Good Cellular Defense May Be Best Offense Against Type1
Diabetes
By Jason Socrates
Bardi
A group of scientists at The Scripps Research Institute (TSRI)
have shown that if a certain type of cell in the pancreas
can defend itself against one particular virus, the owner
of that pancreas will not get diabetes.
Infection and loss of such insulin-producing "beta cells,"
residing in the Islets of Langerhans of the pancreas, is the
cause of the chronic autoimmune disease Type 1 diabetes.
"Our goal is to understand the causes of Type 1 diabetes,"

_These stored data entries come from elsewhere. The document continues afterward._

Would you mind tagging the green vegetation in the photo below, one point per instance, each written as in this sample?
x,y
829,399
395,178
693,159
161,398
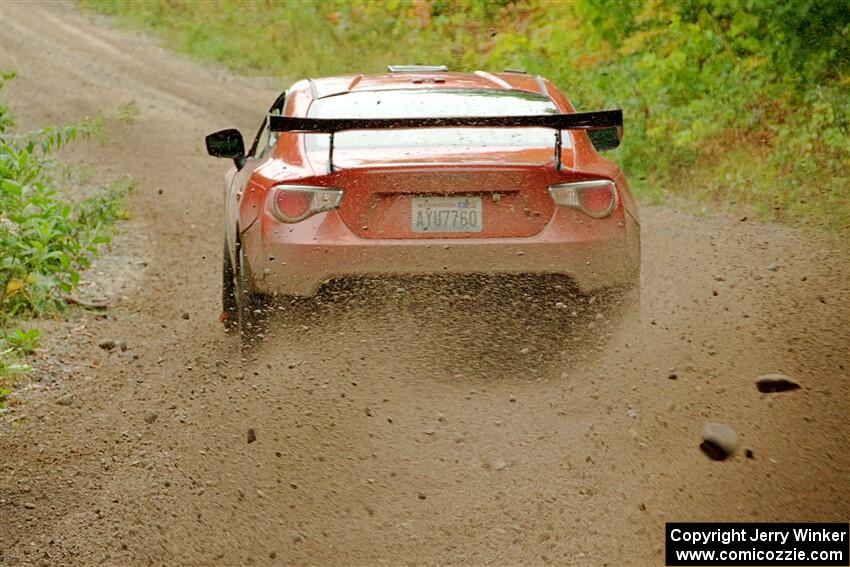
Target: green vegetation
x,y
46,239
739,103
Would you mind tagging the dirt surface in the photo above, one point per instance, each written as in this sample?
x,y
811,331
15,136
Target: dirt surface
x,y
402,425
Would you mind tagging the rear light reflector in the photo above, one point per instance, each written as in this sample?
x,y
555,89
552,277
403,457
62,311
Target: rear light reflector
x,y
596,198
294,203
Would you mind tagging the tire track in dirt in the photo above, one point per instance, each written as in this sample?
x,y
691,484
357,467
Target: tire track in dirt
x,y
401,426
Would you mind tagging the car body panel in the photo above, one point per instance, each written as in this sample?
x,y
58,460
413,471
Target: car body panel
x,y
523,231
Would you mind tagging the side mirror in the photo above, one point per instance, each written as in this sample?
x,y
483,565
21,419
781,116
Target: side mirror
x,y
605,138
227,143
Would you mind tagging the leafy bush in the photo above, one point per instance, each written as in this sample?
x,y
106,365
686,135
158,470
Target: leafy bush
x,y
46,239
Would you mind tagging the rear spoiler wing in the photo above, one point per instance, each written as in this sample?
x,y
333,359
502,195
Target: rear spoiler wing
x,y
604,126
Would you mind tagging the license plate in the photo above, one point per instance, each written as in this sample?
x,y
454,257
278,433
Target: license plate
x,y
446,214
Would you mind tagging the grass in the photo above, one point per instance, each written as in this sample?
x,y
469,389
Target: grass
x,y
736,104
47,238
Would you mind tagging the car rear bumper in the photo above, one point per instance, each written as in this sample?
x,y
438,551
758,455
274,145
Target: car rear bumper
x,y
298,259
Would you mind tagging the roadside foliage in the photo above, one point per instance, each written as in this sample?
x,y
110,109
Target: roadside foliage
x,y
738,103
47,237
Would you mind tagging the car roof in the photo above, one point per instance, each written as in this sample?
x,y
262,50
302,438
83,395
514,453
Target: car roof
x,y
332,86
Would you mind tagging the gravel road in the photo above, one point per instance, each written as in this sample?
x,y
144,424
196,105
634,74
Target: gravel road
x,y
403,425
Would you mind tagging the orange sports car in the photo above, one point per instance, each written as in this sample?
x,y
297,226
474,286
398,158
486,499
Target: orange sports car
x,y
423,171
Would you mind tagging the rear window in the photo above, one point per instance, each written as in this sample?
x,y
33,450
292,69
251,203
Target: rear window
x,y
434,103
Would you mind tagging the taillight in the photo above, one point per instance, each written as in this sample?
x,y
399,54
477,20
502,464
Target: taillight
x,y
596,198
294,203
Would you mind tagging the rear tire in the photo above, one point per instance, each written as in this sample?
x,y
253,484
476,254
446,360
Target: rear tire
x,y
249,305
230,310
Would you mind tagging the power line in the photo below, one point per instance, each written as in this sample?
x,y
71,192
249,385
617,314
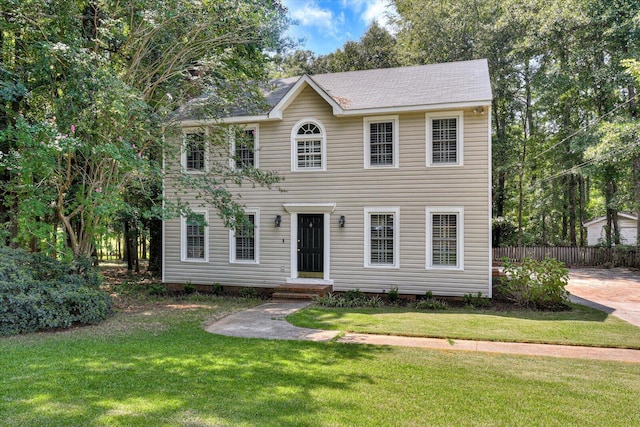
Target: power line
x,y
585,127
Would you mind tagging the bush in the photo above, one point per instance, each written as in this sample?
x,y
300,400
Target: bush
x,y
40,293
536,284
476,300
430,303
350,299
394,295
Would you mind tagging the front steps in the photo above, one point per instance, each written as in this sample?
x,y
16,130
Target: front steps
x,y
301,291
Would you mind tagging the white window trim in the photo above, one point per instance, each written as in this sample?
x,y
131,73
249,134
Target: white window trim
x,y
256,144
183,238
459,211
294,145
459,116
395,211
367,142
256,241
183,151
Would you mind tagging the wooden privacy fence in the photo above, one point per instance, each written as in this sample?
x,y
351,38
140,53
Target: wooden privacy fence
x,y
573,256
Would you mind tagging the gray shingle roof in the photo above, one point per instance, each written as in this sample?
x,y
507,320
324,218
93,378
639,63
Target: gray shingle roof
x,y
455,82
422,86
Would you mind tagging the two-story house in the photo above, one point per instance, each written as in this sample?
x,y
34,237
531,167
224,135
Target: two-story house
x,y
388,184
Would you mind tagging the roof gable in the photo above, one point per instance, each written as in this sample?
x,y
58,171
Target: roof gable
x,y
380,91
304,81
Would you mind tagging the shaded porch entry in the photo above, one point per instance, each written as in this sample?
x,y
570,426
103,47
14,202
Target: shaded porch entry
x,y
310,239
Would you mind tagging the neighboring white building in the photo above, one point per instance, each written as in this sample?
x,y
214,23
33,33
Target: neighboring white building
x,y
388,184
628,229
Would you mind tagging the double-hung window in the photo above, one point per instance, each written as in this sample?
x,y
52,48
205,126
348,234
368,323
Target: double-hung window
x,y
194,152
444,139
445,236
244,147
382,237
195,237
245,240
381,142
308,146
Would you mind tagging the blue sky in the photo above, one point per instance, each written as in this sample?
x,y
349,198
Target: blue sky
x,y
327,24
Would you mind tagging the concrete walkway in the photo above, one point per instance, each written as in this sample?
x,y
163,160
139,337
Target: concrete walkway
x,y
268,321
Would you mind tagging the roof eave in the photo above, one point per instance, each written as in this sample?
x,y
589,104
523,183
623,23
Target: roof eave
x,y
414,108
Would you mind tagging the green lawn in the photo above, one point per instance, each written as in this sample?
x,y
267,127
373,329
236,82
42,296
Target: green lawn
x,y
158,367
581,326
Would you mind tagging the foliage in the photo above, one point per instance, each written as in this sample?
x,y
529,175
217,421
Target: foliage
x,y
248,293
430,303
39,293
393,295
87,90
535,284
349,299
476,301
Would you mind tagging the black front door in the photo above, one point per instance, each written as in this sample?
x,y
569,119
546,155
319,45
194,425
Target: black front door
x,y
310,245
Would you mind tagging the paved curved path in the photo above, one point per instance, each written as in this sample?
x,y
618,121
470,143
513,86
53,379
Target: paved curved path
x,y
613,290
268,321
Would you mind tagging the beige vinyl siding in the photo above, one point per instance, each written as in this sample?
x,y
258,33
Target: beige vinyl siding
x,y
411,187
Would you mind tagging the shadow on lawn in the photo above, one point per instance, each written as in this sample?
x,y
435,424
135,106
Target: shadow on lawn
x,y
579,312
183,378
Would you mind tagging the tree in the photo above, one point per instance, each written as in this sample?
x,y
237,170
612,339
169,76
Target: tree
x,y
103,79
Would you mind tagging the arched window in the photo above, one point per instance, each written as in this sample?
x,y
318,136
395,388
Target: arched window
x,y
308,146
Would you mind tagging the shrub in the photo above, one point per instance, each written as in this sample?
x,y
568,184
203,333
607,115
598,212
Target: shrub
x,y
40,293
393,295
248,293
431,304
476,301
536,284
350,299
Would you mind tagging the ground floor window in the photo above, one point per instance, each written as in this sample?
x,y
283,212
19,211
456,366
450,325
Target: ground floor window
x,y
382,237
244,240
444,237
195,233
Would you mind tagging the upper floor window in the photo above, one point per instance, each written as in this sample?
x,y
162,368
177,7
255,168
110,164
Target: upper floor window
x,y
381,141
381,237
244,240
195,232
194,152
308,146
244,146
444,139
445,233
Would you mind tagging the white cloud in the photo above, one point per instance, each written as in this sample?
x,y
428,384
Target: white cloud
x,y
372,10
310,14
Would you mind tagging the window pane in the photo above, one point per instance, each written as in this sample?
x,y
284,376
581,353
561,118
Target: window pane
x,y
382,239
309,154
195,150
245,142
245,241
445,239
381,143
195,236
444,136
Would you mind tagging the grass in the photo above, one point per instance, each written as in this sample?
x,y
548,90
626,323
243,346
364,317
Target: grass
x,y
581,326
154,365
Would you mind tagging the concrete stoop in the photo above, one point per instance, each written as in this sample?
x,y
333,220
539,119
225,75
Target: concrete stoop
x,y
300,291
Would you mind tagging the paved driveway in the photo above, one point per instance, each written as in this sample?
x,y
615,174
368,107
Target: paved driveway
x,y
614,290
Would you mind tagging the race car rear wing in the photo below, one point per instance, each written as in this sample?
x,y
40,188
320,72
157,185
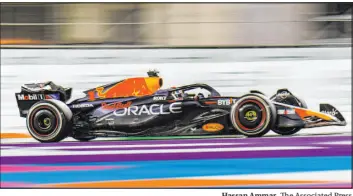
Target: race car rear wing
x,y
306,118
33,93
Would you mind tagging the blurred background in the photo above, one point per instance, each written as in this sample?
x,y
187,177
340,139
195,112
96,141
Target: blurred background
x,y
176,24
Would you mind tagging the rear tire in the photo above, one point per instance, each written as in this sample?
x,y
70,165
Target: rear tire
x,y
253,115
49,121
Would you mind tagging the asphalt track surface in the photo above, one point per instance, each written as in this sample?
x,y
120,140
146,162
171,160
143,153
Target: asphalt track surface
x,y
299,162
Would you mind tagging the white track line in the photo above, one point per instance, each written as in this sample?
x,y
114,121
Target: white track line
x,y
29,152
132,146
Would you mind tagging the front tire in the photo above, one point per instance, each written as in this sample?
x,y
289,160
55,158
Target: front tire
x,y
253,115
49,121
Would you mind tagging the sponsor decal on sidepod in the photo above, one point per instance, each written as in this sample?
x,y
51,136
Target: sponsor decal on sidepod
x,y
332,113
154,109
212,127
85,105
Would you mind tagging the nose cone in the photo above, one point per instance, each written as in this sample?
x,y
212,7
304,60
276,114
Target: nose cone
x,y
154,83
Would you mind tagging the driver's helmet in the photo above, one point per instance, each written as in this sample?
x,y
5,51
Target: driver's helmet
x,y
178,94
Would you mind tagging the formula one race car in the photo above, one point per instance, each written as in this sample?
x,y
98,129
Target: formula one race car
x,y
138,107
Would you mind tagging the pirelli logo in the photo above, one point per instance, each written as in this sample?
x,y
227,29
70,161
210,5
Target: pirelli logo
x,y
30,97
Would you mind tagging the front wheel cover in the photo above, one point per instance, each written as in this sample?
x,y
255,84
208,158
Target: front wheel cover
x,y
57,132
246,123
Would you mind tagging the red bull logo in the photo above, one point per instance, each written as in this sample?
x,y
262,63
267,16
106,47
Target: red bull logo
x,y
127,88
116,106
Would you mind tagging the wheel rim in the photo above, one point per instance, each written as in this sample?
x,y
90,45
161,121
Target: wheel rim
x,y
254,125
43,121
250,115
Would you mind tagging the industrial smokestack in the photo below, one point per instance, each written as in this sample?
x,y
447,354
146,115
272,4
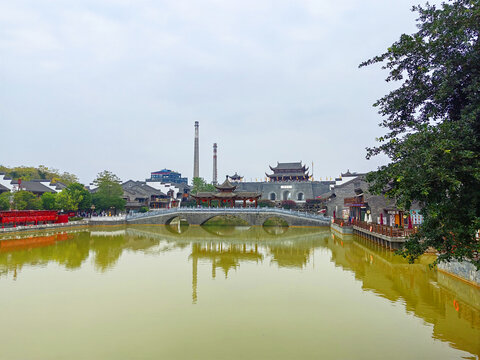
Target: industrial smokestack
x,y
214,182
195,153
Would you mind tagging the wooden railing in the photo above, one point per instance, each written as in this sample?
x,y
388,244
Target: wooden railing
x,y
353,200
341,222
384,229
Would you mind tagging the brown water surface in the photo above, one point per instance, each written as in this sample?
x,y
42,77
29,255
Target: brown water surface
x,y
226,293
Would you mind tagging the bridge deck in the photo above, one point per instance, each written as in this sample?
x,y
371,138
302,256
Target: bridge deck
x,y
253,216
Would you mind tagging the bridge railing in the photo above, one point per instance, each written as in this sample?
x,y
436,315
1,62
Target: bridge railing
x,y
227,210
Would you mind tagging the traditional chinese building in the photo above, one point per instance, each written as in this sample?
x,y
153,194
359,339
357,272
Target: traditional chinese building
x,y
289,172
226,194
168,176
235,177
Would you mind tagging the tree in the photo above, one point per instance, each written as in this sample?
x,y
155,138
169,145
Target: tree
x,y
200,185
109,193
5,200
49,201
74,197
25,200
433,122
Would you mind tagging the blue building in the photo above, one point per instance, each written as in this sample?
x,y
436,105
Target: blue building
x,y
169,176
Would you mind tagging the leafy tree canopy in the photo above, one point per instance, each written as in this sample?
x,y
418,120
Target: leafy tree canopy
x,y
433,127
109,193
200,185
74,197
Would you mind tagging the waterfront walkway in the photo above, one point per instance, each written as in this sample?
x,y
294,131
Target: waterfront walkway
x,y
388,236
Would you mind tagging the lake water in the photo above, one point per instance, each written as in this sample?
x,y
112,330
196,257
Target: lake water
x,y
226,293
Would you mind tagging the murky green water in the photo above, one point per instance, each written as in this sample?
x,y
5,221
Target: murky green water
x,y
151,293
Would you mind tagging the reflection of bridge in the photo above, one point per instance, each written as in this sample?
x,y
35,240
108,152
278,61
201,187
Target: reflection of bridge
x,y
253,216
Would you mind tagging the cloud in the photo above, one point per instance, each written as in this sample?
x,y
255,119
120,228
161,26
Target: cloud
x,y
118,84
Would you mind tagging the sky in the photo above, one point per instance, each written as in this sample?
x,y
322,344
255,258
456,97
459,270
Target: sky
x,y
117,85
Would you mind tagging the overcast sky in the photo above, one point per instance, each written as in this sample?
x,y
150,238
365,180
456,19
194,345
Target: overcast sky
x,y
102,84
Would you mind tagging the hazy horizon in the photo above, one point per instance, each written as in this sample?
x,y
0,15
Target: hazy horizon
x,y
118,85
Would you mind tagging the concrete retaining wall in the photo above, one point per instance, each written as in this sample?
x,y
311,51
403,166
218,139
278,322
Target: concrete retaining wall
x,y
463,270
342,229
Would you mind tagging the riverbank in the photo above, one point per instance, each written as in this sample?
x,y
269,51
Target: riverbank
x,y
43,227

says TSRI Professor of Immunology Nora Sarvetnick, who led
the study. "The idea is that we might be able to go on and
design preventative therapies."
What Sarvetnick's team has now shown at TSRI, which is home
to one of the largest basic Type 1 diabetes research programs
in the world, is that the antiviral defenses undertaken by
beta cells is critical for the survival of this cell type
even after the body survives a viral infection.
Type-1 (insulin-dependent) diabetes mellitus is a chronic
metabolic disease that occurs when beta cells in the pancreas,
the body's source of insulin, are destroyed. The insulin produced
by these cells is responsible for regulating blood glucose
levels, which cells normally ingest to provide energy for
metabolic processes.
The therapy of choice for the disease is to inject insulin,
and before the discovery and isolation of insulin in the 1920s,
having this type of diabetes meant certain death. Though insulin
is a reasonable treatment, Type 1 diabetes is still a chronic
infection for which there is no prevention and no cure. It,
along with the more common Type 2 diabetes, is one of the
leading causes of blindness and kidney disease in the world
and one of the most costly health problems in the United States.
The agent that triggers the onset of Type 1 diabetes is
believed to be a common virus that infects cells in the pancreas,
since patients who have recently developed the disease often
have antibodies against this virus. And there are also genetic
and other environmental factors, only some of which are known,
that contribute to the development of Type 1 diabetes.
During the viral infection, the body makes an adaptive immune
response, and cytotoxic T lymphocytes selectively target and
eliminate cells that are infected with the virus.
Diabetes develops when the killing proceeds out of control,
and the T cells become autoreactivetargeting the person's
own insulin-producing b cells. In Type 1 diabetes, T cells
attack and kill all the insulin-producing cells in the body,
causing a depletion of these cells in the pancreas and of
insulin in the bloodsteam.
Without insulin, the glucose in the bloodstream increases
and is maintained at levels much greater than normal. Over
time, this can lead to nerve and kidney damage, reduced eyesight,
and an increased risk of developing heart disease and vascular
degeneration.
Sarvetnick's group has shown that the beta cells play a
role in their own destinythey can survive the infection
if they are able to detect soluble proteins called Type1 interferons.
"When you get infected with the virus, the body reacts by
producing Type1 interferons," says Research Associate Malin
Flodström, who is first author on the paper.
"And," she says, "that should signal the b cells to respond."
During this response, the beta cells in the pancreas start
producing proteins that send the cells into an antiviral state.
Flodström, Sarvetnick, and their colleagues showed that
if the cells lose the ability to make this response, they
disappear from the body once they are infected.
In transgenic "knockout" models the team developed, which
cannot detect the signal from the interferons, an infection
with the virus causes diabetes 95 percent of the time. In
normal models, the virus alone does not cause disease because
the cells are able to respond to the interferons and protect
themselves against the virus.
Similarly, most individuals' beta cells are able to sense
interferons and protect themselves against the virus.
If a way can be found to provide people who are at risk
of developing diabetes with the tools that will enable their
pancreatic beta cells to defend themselves during a viral
infection, the team believes Type1 diabetes may become a preventable
disease.
The article, "Target cell defense prevents the development
of diabetes after viral infection" is authored by Malin Flodström,
Amy Maday, Deepika Balakrishna, Mary Malo Cleary, Akihiko
Yoshimura, and Nora Sarvetnick and appears in the April 2002
issue of the journal Nature Immunology.
The article and a separate commentary are available online
at http://www.nature.com/ni/.
The research was funded by the National Institutes of Health
and the Juvenile Diabetes Research Foundation.